Intelligence input warns about possible terror attack in South India: Army
Southern Army Commander Lieutenant General SK Saini said abandoned boats have also been recovered at Gujarat’s Sir Creek area.
The Army on Monday said it has received intelligence inputs about a possible terrorist attack in Southern and peninsular India, ANI reported. Southern Army Commander Lieutenant General SK Saini said some abandoned boats have also been recovered at Sir Creek area off the Gujarat coast.
“We have got many inputs that there may be a terrorist attack in the southern part of India and peninsular India,” Saini told reporters in Pune.
He said the Army has undertaken “measures for capacity building and capability development” due to the heightened threat in the region. “We are taking precautions to ensure that the designs of inimical elements or the terrorists are thwarted,” Saini was quoted as saying by the news agency.
Saini said the Centre’s move to abrogate Jammu and Kashmir’s special status has got both internal and external dimensions, PTI reported. “In the case of J&K, the external dimension is much more pronounced than the internal dimension,” Saini said. “We have a very clear cut policy based on which we have been resolving insurgencies. The government takes a comprehensive view of every conflict and undertakes political, economic, social and diplomatic measure to resolve it. Army’s role is to create conducive conditions for such initiatives of the government.” He added that the Army was fully equipped to face any challenge.
On September 4, Lieutenant General KJS Dhillon had said the launch pads along the Line of Control were active and full of terrorists who were being facilitated by the Pakistan Army day and night to infiltrate into the state. He added that they caught two Lashkar-e-Taiba terrorists during one such attempt.
Last month, Army Chief General Bipin Rawat had claimed that Pakistan was likely to instigate violence in Jammu and Kashmir to internationalise the Kashmir dispute. The chiefs of all the three wings of the armed forces have said over the past month that they were completely prepared to thwart any attempts at terrorism.
There has been rising hostilities between the India and Pakistan since New Delhi revoked the state’s special status.
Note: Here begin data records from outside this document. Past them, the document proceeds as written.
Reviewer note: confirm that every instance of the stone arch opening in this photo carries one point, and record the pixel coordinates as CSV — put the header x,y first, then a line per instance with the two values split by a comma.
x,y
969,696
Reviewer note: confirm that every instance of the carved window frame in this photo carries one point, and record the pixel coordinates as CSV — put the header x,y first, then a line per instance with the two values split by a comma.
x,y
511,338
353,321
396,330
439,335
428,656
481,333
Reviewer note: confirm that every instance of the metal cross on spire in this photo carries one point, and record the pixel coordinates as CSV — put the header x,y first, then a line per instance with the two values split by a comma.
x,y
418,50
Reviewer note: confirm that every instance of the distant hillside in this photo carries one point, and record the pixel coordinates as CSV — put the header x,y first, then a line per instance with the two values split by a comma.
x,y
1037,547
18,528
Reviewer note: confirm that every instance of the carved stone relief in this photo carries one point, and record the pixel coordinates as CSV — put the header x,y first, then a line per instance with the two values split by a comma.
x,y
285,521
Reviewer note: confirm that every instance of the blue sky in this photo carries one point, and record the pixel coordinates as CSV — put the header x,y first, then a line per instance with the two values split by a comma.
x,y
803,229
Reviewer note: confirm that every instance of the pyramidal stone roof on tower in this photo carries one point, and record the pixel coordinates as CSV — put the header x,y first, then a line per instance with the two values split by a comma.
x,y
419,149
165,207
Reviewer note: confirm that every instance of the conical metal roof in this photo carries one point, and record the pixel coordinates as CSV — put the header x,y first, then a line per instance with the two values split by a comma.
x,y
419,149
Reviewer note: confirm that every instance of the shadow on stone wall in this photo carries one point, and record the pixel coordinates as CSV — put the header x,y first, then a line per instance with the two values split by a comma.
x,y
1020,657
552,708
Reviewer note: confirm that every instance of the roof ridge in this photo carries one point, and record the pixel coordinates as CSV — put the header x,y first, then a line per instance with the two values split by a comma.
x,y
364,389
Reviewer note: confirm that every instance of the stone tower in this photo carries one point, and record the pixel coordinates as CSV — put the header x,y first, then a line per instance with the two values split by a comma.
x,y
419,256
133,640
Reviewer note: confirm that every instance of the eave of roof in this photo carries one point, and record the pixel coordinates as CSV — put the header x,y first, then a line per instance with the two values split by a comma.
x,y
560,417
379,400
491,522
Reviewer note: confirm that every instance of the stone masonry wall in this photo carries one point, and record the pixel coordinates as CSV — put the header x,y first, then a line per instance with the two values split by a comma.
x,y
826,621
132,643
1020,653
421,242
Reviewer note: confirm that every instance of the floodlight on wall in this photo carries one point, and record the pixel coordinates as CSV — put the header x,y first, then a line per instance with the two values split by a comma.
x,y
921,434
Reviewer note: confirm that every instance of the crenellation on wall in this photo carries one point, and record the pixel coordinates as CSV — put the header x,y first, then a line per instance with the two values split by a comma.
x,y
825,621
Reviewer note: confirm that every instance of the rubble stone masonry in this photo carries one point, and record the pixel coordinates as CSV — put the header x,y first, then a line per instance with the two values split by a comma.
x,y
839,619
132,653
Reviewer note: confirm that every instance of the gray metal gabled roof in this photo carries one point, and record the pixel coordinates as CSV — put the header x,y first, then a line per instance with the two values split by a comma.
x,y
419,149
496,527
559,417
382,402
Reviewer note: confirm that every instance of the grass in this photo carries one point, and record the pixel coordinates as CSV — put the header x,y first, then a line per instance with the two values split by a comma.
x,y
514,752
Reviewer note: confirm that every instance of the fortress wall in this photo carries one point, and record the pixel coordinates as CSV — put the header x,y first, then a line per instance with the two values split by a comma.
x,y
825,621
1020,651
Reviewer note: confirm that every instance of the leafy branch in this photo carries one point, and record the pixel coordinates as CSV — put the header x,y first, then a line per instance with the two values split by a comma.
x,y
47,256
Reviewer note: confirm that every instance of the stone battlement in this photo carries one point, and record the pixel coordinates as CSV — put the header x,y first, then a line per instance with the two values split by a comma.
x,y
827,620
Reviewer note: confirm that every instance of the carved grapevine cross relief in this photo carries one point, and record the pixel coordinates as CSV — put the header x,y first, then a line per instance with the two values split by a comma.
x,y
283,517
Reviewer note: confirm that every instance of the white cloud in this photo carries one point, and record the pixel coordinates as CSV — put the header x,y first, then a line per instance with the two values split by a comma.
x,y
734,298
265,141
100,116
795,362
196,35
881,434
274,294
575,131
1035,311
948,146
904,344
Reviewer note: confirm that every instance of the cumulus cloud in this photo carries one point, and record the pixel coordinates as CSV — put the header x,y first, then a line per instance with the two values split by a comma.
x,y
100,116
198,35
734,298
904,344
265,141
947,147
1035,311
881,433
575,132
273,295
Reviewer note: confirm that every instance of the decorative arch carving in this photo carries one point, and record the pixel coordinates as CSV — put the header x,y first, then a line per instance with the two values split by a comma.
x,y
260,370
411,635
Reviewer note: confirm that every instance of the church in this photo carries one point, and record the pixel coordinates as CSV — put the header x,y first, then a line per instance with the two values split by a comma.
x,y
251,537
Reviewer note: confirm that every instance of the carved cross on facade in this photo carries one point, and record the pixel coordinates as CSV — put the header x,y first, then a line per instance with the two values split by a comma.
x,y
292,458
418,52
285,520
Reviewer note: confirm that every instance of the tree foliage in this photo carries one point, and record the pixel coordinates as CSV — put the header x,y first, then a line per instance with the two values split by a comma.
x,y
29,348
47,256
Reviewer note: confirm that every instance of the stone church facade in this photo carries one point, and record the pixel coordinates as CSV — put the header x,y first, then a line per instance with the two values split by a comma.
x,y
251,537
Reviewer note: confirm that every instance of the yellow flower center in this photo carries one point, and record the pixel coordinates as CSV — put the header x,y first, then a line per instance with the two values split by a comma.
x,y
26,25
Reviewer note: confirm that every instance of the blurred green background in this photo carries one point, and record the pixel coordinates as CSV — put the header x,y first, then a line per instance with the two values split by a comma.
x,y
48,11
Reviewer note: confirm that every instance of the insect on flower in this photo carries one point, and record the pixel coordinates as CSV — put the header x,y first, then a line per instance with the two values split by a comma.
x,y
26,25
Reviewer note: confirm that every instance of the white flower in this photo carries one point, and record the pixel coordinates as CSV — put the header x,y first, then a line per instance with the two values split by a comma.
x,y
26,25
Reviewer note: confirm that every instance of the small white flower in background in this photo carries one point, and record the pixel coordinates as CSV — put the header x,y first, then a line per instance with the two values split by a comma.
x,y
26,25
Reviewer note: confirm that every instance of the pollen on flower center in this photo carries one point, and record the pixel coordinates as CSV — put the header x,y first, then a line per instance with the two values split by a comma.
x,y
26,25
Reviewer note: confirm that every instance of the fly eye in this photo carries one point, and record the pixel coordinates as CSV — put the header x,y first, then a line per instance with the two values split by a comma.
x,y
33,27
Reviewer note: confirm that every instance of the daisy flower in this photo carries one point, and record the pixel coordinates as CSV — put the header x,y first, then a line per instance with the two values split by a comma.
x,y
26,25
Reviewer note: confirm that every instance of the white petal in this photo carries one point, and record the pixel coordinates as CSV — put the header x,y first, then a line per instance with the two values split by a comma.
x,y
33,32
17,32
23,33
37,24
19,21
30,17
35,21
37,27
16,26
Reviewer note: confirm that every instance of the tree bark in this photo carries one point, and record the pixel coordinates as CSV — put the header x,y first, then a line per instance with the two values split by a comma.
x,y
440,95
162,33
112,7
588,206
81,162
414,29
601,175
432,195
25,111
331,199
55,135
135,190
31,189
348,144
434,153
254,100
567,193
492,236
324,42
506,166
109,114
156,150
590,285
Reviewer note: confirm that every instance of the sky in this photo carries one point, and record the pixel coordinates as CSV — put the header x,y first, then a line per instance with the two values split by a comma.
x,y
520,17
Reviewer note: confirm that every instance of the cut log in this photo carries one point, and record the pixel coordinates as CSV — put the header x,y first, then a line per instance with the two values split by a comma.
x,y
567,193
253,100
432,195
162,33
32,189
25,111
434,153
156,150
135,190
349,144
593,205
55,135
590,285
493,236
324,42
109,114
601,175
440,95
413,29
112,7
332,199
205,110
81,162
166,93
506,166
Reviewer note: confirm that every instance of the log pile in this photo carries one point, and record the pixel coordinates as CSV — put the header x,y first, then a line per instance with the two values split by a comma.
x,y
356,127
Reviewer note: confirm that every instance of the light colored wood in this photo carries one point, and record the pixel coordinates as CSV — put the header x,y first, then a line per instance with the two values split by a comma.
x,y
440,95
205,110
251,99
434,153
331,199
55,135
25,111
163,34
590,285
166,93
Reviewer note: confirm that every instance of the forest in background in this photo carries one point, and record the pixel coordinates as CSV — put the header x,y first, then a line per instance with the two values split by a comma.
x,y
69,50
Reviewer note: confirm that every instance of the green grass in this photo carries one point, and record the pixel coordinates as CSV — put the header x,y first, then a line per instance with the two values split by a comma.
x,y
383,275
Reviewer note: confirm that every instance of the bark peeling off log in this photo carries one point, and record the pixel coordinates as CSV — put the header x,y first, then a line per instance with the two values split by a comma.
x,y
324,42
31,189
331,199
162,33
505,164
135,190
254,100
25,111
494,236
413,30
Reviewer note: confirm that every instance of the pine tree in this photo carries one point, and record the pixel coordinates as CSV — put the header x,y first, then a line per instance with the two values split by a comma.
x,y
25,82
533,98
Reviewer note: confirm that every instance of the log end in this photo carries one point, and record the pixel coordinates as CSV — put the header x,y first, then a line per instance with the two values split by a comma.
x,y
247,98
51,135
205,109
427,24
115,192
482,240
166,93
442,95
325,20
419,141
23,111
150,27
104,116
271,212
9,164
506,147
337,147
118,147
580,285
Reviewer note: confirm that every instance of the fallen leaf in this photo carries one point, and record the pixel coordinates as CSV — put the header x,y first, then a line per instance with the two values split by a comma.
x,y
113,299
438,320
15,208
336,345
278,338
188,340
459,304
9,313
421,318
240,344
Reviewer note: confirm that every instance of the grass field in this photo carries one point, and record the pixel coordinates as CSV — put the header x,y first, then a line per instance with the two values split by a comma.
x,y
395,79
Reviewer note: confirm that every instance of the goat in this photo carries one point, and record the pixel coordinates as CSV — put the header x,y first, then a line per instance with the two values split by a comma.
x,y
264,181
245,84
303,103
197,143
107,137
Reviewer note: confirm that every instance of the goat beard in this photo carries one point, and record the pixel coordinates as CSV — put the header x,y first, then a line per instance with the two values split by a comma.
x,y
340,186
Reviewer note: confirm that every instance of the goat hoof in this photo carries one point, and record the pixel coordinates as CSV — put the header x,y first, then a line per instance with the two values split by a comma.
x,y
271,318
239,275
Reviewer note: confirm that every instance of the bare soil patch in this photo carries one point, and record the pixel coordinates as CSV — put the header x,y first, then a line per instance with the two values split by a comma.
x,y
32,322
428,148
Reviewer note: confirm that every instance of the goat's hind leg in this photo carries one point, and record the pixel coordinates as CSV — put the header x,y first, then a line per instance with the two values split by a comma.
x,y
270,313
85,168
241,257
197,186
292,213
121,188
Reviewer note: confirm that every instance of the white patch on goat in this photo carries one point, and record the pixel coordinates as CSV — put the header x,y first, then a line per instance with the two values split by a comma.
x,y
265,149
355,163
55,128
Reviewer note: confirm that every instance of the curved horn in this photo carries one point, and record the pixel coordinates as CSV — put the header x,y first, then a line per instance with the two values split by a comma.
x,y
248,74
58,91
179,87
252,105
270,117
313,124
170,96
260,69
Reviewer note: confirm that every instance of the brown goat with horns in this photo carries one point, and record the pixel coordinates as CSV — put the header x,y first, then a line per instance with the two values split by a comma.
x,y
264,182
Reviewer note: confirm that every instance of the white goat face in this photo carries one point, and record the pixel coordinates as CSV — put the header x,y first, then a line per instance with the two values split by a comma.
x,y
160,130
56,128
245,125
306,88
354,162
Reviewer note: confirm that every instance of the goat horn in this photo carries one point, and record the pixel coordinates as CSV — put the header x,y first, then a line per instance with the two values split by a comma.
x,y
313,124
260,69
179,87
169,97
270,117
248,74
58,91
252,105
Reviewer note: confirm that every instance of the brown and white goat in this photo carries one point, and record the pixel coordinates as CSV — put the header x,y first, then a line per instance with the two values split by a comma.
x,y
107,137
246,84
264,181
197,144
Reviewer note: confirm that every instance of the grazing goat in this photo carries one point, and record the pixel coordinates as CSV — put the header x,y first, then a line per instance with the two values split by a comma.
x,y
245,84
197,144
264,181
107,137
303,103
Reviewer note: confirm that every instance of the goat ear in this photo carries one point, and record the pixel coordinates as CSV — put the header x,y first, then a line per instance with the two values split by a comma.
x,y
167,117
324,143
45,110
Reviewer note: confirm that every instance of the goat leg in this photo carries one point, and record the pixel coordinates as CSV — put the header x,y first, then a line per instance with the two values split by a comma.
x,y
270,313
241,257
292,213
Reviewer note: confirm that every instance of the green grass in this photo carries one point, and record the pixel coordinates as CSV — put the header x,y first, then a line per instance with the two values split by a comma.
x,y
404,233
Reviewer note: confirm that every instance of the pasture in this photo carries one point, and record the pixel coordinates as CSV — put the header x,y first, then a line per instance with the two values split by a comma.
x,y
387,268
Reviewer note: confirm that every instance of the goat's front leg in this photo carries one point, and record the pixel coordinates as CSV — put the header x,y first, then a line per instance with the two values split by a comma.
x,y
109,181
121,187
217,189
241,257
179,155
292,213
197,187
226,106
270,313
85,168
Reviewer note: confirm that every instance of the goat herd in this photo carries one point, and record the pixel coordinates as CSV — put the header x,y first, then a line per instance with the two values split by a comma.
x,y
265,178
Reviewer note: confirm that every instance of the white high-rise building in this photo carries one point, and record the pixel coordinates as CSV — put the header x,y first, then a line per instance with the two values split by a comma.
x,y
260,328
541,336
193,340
Pakistan, which has fought three wars with India for Kashmir since Independence, has not taken this move well.
Last month, the Gujarat Police had beefed up security across all ports in Kutch district after intelligence agencies shared inputs about the possibility of Pakistan-trained commandos entering India through the sea route. Tamil Nadu and neighbouring Kerala were put on high before that following an intelligence input that six Lashkar-e-Taiba terrorists had settled in Coimbatore. The terrorists were suspected to have entered Tamil Nadu from Sri Lanka via sea.